It was a vicious and wholly corrupt affair. Under it, one man could exploit several of his mates. It was a paradise for back scratchers, but a wicked hardship for most colliers. The system was simple but very successful for the Coal Owners. One collier would be put in charge of several others. The Buttyman would be paid on a price list while the colliers working for him would only get the District Minimum.[1]

John Williams agent for the Forest of Dean Miners’ Association speaking about the butty system in 1961.

Introduction

Recent years have seen the growth of sub-contracting, piece work, self-employment, daywork, zero-hour contracts, umbrella companies, minimum wages and the use of agencies in a range of British workplaces in the never-ending attempt by capitalism to reduce the cost of labour and increase productivity.

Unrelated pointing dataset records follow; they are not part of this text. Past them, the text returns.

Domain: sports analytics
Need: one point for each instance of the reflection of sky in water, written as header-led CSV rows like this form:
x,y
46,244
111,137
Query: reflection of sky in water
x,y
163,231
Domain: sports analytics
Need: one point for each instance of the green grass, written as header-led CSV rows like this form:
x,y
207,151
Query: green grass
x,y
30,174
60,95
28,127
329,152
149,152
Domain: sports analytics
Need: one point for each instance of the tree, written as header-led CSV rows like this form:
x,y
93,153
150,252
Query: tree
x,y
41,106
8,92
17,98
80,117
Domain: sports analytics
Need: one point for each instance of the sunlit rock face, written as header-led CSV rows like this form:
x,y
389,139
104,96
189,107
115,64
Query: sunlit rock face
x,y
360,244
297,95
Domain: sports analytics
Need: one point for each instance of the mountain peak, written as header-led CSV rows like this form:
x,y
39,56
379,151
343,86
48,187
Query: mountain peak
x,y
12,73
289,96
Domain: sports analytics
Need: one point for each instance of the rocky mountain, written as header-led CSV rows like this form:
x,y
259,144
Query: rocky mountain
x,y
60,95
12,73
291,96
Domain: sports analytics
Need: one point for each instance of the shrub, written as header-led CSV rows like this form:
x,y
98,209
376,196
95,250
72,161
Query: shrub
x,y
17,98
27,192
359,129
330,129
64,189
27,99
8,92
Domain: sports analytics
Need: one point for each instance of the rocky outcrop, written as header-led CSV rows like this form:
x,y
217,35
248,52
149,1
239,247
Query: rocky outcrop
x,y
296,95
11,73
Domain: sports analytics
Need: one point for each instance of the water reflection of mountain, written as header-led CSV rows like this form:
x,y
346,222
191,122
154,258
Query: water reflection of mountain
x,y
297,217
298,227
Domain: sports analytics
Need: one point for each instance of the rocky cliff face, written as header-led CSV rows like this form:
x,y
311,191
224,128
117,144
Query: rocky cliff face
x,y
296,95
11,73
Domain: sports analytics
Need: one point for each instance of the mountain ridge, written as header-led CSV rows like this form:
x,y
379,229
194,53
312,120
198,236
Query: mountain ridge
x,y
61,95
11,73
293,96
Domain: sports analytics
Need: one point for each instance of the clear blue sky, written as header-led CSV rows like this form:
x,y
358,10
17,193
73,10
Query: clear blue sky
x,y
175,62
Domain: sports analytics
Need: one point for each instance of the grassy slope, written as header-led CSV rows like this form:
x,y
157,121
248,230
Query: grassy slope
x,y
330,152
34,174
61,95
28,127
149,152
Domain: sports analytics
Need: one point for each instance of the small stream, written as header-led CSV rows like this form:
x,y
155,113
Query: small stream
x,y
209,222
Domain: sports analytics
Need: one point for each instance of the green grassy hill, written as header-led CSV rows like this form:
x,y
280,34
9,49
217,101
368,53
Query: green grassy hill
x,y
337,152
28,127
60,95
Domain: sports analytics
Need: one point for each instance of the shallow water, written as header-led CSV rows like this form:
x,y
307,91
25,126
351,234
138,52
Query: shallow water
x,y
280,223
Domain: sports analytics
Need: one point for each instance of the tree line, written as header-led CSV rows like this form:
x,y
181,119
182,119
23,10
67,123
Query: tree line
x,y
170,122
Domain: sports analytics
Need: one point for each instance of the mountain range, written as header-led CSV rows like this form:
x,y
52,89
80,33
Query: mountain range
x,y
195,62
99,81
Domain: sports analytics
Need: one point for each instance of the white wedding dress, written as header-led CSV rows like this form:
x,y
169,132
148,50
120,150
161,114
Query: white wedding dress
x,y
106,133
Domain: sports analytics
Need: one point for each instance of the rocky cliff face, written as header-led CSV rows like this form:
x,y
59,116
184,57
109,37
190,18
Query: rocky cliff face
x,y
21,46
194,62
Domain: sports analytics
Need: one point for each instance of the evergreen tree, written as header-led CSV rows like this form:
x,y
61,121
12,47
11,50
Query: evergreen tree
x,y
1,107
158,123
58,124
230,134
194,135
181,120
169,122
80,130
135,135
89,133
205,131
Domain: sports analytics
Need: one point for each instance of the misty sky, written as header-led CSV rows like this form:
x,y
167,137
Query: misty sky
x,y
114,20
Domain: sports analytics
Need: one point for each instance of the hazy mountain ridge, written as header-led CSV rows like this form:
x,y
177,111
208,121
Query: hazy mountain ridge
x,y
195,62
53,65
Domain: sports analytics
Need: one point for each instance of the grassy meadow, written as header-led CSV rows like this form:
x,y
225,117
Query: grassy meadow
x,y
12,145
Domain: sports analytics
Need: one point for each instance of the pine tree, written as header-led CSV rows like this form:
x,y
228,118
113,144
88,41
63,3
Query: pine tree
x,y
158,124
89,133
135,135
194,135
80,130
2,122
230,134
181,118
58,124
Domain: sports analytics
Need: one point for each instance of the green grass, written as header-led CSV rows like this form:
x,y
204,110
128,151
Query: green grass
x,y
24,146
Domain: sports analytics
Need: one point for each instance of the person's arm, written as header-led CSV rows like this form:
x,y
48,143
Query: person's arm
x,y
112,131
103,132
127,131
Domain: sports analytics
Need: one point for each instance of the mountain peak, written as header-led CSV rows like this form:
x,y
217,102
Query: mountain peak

This is not new. The sub-contract or butty system of working existed in the British coal mining industry from the early nineteenth century onwards until its demise in the mid-twentieth century. In the Forest of Dean, the butty system operated in most of the deep mines from the early nineteenth century onwards until it was finally abolished at Eastern United colliery in 1938.

This is an account of the use of sub-contracting in the mining industry in the Forest of Dean from 1920 to 1938. It examines the impact of the system on workforce cohesion and solidarity and how it increased the rate of exploitation of the workforce to the benefit of the employers. Finally the pamphlet describes how the butty system was eventually brought to end by the miners themselves.

The first chapter will provide a brief outline of the contract system within a national context and highlight the variety arrangements.

The second chapter will give some historical background and outline how the butty system operated in the Forest of Dean coalfield in the 1920s and 1930s. The discussion will be illustrated by oral history statements in Forest dialect from a cross-section of Forest miners to reflect a range of views on the topic which reveal common features but also highlight complexity and contradictions.

The third chapter will describe how the butty system impacted the Forest of Dean Miners Association (FDMA) which was the trade union representing the Forest of Dean miners. The role of Herbert Booth who was the full-time agent for the FDMA from 1918-1922 will be discussed. Booth’s experiences on his return to his native Nottinghamshire coalfield will be contrasted with that of the Forest. Finally, it will describe the role of John Williams FDMA agent from 1922-1953 and the events surrounding the demise of the butty system at Eastern United in 1938.

Chapter One 

The Independent Collier

One of the consequences of investment by mining companies in deep mining in the nineteenth century was a large increase in the number of miners. However, there was a common perception among many historians that miners had now become wage labourers or ‘archetypical proletarians’. By this, they meant miners had turned into a uniform class of industrial wage earners with identical interests and status who, possessing neither capital nor production means, earned their living by selling their labour with little or no control over the day-to-day conditions of work.

Adam Smith, in The Wealth of Nations, contrasts the `independent workman’, on the one side, and ‘the collier’ on the other. The former is represented by the figure of the weaver or the shoemaker, who may still have a property in loom or last, linen or leather. The latter owns nothing but his ability to work, an ability which is seen as being perfectly indistinguishable from that of the ‘common labourer’. If the collier is more highly paid, it is not because he has any skill but is entirely due to the greater hardship, dangerous and difficult conditions and inconstancy of employment which characterises his work.[2]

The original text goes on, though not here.